Other critics, such as those from the Pew Charitable Trusts' small-dollar loans project, worry the rule is too inflexible and fails to address an industry move toward new types of installment lending.

Still, cleveland.com's Stephen Koff reports that payday lenders are -- ironically -- getting hundreds of their borrowers to write notes opposing the CFPB plan.

Clearly, strong federal rules are required and CFPB should aim high, despite its understandably cautious, deliberative process as a new regulatory agency.
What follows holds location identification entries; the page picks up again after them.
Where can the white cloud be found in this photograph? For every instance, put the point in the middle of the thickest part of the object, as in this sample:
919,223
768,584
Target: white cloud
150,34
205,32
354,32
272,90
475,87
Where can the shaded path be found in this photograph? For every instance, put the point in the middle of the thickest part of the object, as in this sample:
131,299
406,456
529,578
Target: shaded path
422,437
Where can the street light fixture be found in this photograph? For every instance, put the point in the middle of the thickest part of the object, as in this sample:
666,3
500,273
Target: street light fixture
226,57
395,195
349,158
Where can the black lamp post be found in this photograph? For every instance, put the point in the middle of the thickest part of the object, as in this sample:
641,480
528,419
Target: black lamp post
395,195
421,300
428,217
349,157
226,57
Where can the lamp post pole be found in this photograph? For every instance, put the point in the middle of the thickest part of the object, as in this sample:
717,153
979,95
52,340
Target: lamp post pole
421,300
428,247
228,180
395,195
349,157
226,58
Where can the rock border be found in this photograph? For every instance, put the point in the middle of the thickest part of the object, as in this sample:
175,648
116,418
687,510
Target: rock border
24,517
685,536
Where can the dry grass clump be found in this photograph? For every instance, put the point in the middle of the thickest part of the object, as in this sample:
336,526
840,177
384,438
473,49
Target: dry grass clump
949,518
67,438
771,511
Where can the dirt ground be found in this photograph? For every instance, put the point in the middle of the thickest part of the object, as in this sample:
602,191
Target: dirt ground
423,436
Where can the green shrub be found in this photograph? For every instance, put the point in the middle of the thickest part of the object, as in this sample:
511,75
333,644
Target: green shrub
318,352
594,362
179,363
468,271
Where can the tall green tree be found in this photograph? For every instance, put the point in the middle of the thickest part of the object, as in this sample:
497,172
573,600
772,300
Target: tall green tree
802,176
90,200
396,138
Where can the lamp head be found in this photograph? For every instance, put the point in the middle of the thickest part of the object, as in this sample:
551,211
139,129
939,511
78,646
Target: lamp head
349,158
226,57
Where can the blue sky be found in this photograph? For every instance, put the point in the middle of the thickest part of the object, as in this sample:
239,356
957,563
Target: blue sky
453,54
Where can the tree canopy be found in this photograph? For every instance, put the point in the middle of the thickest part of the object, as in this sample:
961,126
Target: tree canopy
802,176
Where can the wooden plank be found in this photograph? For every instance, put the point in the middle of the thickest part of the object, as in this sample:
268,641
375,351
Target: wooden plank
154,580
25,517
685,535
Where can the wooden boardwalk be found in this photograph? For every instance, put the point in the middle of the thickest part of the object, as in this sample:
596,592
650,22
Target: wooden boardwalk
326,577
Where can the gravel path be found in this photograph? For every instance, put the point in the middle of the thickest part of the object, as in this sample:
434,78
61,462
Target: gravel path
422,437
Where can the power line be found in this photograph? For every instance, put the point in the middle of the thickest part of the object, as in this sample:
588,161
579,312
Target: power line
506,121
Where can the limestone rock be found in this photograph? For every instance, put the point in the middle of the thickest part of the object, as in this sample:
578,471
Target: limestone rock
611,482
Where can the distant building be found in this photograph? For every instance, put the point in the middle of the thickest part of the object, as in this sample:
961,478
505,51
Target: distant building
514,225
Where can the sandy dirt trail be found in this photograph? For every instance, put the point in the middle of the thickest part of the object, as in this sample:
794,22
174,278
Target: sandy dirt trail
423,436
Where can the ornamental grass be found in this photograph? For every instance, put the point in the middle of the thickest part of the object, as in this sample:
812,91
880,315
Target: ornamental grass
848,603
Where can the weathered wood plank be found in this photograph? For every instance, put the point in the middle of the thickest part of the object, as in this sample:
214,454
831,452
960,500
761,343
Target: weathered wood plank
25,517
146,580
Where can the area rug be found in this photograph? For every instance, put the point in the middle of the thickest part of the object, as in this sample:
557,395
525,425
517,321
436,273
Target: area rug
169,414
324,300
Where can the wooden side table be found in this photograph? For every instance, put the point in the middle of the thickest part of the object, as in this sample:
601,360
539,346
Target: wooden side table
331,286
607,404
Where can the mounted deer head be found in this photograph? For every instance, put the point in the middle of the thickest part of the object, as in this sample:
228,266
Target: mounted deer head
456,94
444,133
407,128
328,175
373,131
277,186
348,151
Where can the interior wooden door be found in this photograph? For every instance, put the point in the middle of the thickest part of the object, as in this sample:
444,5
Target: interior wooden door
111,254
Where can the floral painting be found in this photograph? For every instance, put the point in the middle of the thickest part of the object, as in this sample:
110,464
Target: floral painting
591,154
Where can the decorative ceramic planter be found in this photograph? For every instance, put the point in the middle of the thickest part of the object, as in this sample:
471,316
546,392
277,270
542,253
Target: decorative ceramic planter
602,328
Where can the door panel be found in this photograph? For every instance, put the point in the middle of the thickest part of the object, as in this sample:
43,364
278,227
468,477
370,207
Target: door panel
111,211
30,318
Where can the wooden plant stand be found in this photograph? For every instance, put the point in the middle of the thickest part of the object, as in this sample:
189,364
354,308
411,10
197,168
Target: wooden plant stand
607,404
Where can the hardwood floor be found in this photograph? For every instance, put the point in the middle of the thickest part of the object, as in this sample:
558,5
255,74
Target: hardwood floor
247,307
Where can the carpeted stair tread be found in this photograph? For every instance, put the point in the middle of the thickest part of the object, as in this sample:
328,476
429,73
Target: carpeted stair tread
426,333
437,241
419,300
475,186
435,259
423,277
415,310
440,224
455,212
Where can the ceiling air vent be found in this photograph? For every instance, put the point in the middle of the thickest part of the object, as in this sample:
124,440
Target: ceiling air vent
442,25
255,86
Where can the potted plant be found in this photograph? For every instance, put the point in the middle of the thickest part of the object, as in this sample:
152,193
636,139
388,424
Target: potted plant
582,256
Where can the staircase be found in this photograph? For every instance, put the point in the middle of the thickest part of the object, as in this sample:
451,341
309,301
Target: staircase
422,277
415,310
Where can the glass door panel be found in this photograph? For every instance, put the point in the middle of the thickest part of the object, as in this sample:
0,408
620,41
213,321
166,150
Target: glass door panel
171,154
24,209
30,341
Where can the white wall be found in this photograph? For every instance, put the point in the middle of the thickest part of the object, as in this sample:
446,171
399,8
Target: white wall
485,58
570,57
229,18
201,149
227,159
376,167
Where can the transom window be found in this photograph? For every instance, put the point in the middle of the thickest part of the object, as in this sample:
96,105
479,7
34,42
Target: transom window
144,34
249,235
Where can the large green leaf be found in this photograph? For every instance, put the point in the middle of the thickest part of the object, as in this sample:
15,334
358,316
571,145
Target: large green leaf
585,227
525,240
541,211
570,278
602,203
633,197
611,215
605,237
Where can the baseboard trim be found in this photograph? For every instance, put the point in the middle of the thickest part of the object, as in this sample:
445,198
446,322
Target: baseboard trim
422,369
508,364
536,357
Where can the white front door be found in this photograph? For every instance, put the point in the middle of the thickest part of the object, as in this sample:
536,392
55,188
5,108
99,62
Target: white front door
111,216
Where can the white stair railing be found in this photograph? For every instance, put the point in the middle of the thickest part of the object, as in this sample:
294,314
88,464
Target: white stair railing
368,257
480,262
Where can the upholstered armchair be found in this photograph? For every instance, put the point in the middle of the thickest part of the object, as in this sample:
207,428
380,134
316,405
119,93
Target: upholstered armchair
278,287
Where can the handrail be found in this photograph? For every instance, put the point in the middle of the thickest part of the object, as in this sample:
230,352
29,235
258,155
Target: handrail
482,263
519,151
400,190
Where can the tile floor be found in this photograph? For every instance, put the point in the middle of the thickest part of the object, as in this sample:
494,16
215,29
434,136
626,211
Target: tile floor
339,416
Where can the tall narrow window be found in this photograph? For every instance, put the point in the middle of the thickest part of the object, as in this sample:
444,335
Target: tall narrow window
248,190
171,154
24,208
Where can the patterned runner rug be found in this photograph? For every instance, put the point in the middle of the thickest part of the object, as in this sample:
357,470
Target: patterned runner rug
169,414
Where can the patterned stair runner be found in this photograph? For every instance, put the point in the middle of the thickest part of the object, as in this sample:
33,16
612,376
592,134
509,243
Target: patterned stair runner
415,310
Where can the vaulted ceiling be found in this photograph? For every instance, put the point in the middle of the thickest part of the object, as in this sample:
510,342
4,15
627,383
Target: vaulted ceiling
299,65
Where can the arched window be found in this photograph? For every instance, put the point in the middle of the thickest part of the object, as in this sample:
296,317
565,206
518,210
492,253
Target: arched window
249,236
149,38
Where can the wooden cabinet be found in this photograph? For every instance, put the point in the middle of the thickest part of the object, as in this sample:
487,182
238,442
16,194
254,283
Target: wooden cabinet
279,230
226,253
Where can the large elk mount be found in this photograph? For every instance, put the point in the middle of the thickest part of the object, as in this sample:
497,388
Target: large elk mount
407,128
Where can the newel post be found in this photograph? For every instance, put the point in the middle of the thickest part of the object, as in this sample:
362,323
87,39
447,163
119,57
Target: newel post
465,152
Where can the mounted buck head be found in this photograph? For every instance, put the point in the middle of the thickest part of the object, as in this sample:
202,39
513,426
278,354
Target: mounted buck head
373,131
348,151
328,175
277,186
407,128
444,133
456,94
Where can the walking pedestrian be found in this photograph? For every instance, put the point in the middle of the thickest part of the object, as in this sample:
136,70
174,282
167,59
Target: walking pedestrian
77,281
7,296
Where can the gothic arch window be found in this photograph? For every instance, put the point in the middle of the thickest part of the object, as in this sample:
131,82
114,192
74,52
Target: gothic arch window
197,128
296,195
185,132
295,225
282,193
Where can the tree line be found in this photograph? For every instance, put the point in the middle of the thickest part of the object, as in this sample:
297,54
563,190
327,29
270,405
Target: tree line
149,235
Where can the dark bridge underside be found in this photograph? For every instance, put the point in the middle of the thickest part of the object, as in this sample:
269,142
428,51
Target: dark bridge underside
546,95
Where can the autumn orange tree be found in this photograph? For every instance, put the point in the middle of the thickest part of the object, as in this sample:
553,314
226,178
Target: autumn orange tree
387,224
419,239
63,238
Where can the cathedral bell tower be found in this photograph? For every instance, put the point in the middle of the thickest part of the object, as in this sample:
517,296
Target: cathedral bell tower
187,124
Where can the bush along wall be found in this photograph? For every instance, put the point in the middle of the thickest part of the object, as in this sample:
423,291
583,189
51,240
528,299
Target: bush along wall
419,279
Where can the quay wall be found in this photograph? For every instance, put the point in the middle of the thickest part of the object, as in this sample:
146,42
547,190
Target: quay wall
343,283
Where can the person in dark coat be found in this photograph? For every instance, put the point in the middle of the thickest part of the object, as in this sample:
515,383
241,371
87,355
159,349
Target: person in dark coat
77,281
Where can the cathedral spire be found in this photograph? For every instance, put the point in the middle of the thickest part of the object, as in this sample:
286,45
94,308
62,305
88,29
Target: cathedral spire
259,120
But what's even clearer is that there is no substitute for tough state law. The Ohio General Assembly needs to uphold the will of the state's voters by genuinely clamping down on payday loans.

Last decade, the legislature did act against payday lenders, capping the annual percentage rates (APRs) on payday loans at 28 percent. In a 2008 referendum, almost two-thirds of those Ohioans who voted upheld that restriction.

But then payday lenders found a loophole -- another Ohio law, never before used as a vehicle for payday lending. That's allowed lenders to jack up the interest rates they charge Ohioans to "from 228 percent to 718 percent APR for a $300 short-term loan," according to COHHIO - greed at its most revolting.

The General Assembly has a responsibility to Ohio voters to rein in a ruthless industry that's defying them. It's past time for lawmakers to act.